For my third blog post I decided to explore the Los Angeles City Payroll Calendar dataset. The data for each column entry includes year, month, month number, day, date and description. The description is what differentiates the data types between entries. The data types are broken down by payday types within a payroll calendar schedule that are important to the pay cycle so employers and employees know start, end, and holidays to account for.
A record is considered what day in the payroll cycle the entry is. The 5 types of days that matter in a payroll calendar are holidays, paydays, excess sick pay days, no deduction paydays or the day marking the end of the pay period. There are 255 records starting with January 2013 until December 2016.
Wallack and Srinivasan believe that the miss-interpretation of activities creates a divide between communities and the state because they emphasize different aspects of an issue. This inconsistency between the state and the community can represent an issue much differently than the people who are affected feel about the issue. They argue that ontologies are a shared platform in which individuals become part of a greater group; simultaneously this means that ontologies will create exclusion between groups. This will create divides between the groups understanding or interpretation of an event. The government or employers will have a different understanding for this data than the employees or lower class.

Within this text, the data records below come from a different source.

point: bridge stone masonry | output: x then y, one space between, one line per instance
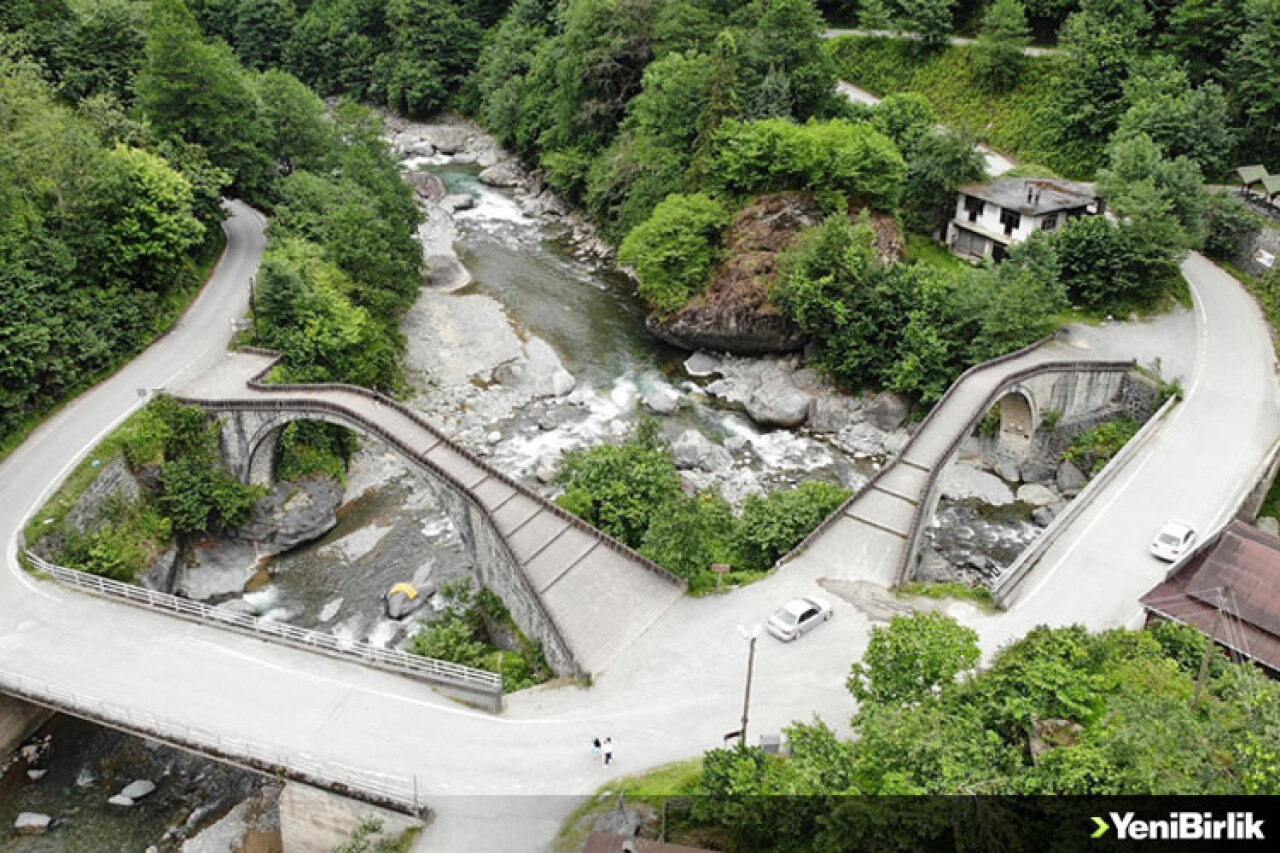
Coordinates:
882 525
580 593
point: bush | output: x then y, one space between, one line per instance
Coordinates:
1092 450
835 156
675 251
621 488
769 527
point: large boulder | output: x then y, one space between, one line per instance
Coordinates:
702 365
447 138
963 482
426 185
888 410
32 824
777 402
503 174
538 372
138 789
1036 495
1070 479
446 273
832 413
113 484
735 314
693 450
662 400
293 512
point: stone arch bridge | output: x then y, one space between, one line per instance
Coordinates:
881 527
580 593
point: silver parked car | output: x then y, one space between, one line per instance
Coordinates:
1173 541
799 616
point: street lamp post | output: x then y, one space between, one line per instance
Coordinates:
750 635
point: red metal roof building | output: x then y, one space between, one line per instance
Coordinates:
1240 569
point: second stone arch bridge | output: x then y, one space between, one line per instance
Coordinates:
584 596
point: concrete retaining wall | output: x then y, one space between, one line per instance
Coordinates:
316 820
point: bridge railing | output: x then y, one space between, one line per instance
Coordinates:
369 787
318 405
917 530
487 685
259 383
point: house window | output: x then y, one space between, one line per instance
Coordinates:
974 208
1010 219
970 243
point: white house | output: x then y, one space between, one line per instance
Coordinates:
992 217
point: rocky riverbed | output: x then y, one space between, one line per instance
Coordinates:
526 343
78 788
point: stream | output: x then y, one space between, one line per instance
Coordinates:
528 284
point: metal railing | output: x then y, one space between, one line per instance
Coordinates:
360 784
442 673
1009 579
929 495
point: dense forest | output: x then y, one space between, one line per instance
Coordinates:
124 127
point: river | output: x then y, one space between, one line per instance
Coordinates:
526 277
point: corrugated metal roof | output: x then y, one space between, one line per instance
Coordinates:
1246 564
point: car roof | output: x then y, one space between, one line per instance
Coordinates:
803 603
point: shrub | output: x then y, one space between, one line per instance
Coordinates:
1092 450
769 527
621 488
675 250
775 155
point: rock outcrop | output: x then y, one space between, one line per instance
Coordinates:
735 314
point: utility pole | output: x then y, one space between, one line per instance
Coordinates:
750 665
1208 648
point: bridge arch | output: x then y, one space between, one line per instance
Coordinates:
260 448
1018 420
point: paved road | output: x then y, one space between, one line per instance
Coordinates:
506 783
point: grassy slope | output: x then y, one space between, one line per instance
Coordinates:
1014 122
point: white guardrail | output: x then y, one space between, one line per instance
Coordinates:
442 673
350 781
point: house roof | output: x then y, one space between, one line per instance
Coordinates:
612 843
1251 174
1054 194
1244 564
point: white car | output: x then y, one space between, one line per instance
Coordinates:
799 616
1173 541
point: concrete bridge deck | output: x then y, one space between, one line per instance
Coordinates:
595 596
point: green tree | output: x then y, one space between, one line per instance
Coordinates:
675 251
297 132
999 59
913 657
773 524
621 488
1180 119
1253 68
690 534
941 162
304 311
197 92
149 227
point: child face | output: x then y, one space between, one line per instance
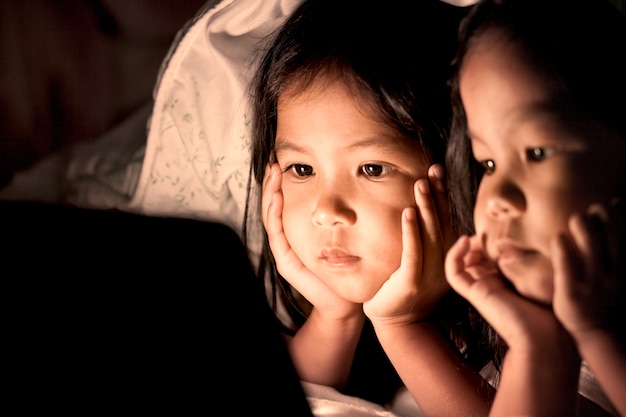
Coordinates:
346 179
539 169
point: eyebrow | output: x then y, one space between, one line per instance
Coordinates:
392 145
529 114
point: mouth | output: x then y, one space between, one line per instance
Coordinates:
508 252
336 257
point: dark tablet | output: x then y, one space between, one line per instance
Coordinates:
113 312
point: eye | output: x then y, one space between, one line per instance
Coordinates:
301 170
538 154
489 165
374 170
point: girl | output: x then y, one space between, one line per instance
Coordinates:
537 153
351 110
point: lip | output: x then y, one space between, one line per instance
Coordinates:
337 257
509 252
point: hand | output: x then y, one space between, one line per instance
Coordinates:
521 322
287 262
589 272
413 290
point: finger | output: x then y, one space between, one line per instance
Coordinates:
437 180
455 272
428 218
412 258
588 244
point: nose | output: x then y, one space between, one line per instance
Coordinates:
504 199
332 207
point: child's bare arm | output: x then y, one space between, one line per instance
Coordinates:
589 290
540 371
437 376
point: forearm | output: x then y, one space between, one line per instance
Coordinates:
437 377
606 356
538 383
323 350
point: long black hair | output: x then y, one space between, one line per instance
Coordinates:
396 57
577 46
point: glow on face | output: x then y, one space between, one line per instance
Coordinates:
346 179
538 168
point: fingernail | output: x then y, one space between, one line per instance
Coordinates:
423 187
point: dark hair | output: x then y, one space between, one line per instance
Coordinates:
577 46
395 57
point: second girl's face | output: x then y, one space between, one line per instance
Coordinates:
346 180
539 167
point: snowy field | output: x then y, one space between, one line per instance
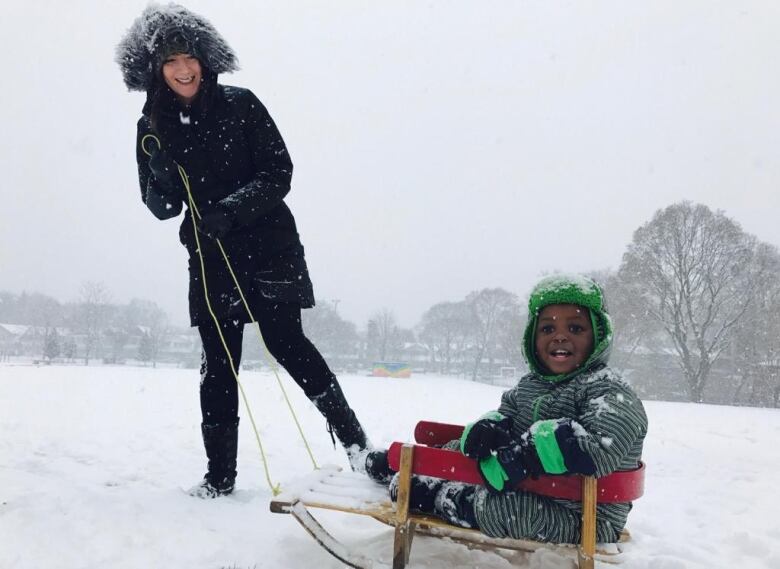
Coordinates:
94 463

The data is organized chronological by year then month then day within the month based on its payroll type. Using this definition, I would say that this data’s ontology is based on organizing financials for companies to keep their payroll expenses easy to reference and verify.
This ontology seems to make most sense to an accountant. The chronological order of dates with the significant days within the payroll are most relevant to the accountant who would need to know the ending and beginning of pay periods and they go through the dates in that sequence.
This does not have much detail about which companies is following this payroll schedule, they also leave out any sort of numerical values if you wanted to compare pay periods to analyze trends within pay periods. I also would assume that different companies who have varying religious practices or are not a typical corporation would not all have this same payroll cycle. This dataset does tell me the generic payroll cycle for a company in LA and where the main control panel for organizing important dates is.
If you wanted to look at this from an economists perspective you could organize the payroll calendar by how much money was being paid within each of the pay periods, and could organize by company type and the company name with their total payroll expense for each payroll period to observe which months, weeks tend to have the most pay or when is the least. This information could be used to balance a company’s budget.